El marxismo que ha inspirado a las élites culturales españolas en los últimos decenios entró hace demasiado tiempo en barrena. La socialdemocracia está en crisis en toda Europa. La ingenuidad buenista en el campo antropológico y el relativismo nihilista en la esfera ética se han demostrado inconsistentes. Son un resguardo sencillo para los perezosos intelectuales. El proyecto educativo de la izquierda ha desesperado a los docentes de secundaria y ha permitido el crecimiento de unas hornadas de jóvenes igualadas culturalmente por lo raso. El multiculturalismo es simpático, pero simplón e ineficaz para articular y cohesionar una sociedad. Es verdad que entre las ruinas de este edificio intelectual, algunos han encontrado una nueva fuente para seguir manteniendo con cierta dignidad un discurso público: se trata del ecologismo –que contiene, sin duda, argumentos convincentes y exhortadores. Ahora bien, no parece que la religión del panteísmo naturista tenga suficiente fuerza para vertebrar todo un programa cultural.
No encontramos, por tanto, el motivo por el qué la izquierda ideológica deba seguir ostentando la dirección intelectual de nuestro país.

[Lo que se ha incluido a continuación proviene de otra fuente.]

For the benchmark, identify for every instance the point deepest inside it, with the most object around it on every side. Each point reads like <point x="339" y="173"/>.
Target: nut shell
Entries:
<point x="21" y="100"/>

En realidad, es momento de dejar de hablar de izquierdas y de derechas, de progresistas y conservadores en el ámbito cultural. Ha llegado la hora de orillar las etiquetas y de poner de nuevo en el centro de la vida cultural a la razón. Esa razón –esa búsqueda dialógica de las verdades fundamentales- por la que tanto lucharon los ilustrados. Nos encontramos ante el reto de redescubrir el sentido que la cultura tiene en la vida individual y social (dedicaremos a este tema un artículo posterior). Tenemos ante nosotros la tarea de repensar los ejes ideológicos, políticos y morales de la vida comunal. Esta es la ventaja de las crisis. Señalan las deficiencias de los edificios viejos y demandan creatividad para una remodelación a fondo. La derecha catalana y española no puede limitarse a ofrecer algunas soluciones técnicas para trampear la crisis económica y volver a un periodo de bonanza material. Las personas, al fin y al cabo, no sólo vivimos de pan y de coches, sino de sueños, de proyectos comunes y de vectores de sentido. No es tarea exclusiva de los intelectuales liberales y conservadores diseñar la arquitectura de la sociedad post-crisis. Se trata de un proyecto que debe ser conjunto. Ahora bien: el centro-derecha español y catalán está dispuesto y preparado para pilotar una renovada vertebración simbólica de la comunidad. No es una tontería. El hombre -dice el antropólogo Ernst Cassirer- es ante todo un ser simbólico. Es hora de desplegar un nuevo horizonte de sentido común. Es hora de recuperar el realismo y la ilusión. Es la hora de la cultura.
Antoni Bosch Carrera. Notario de Barcelona y profesor universitario.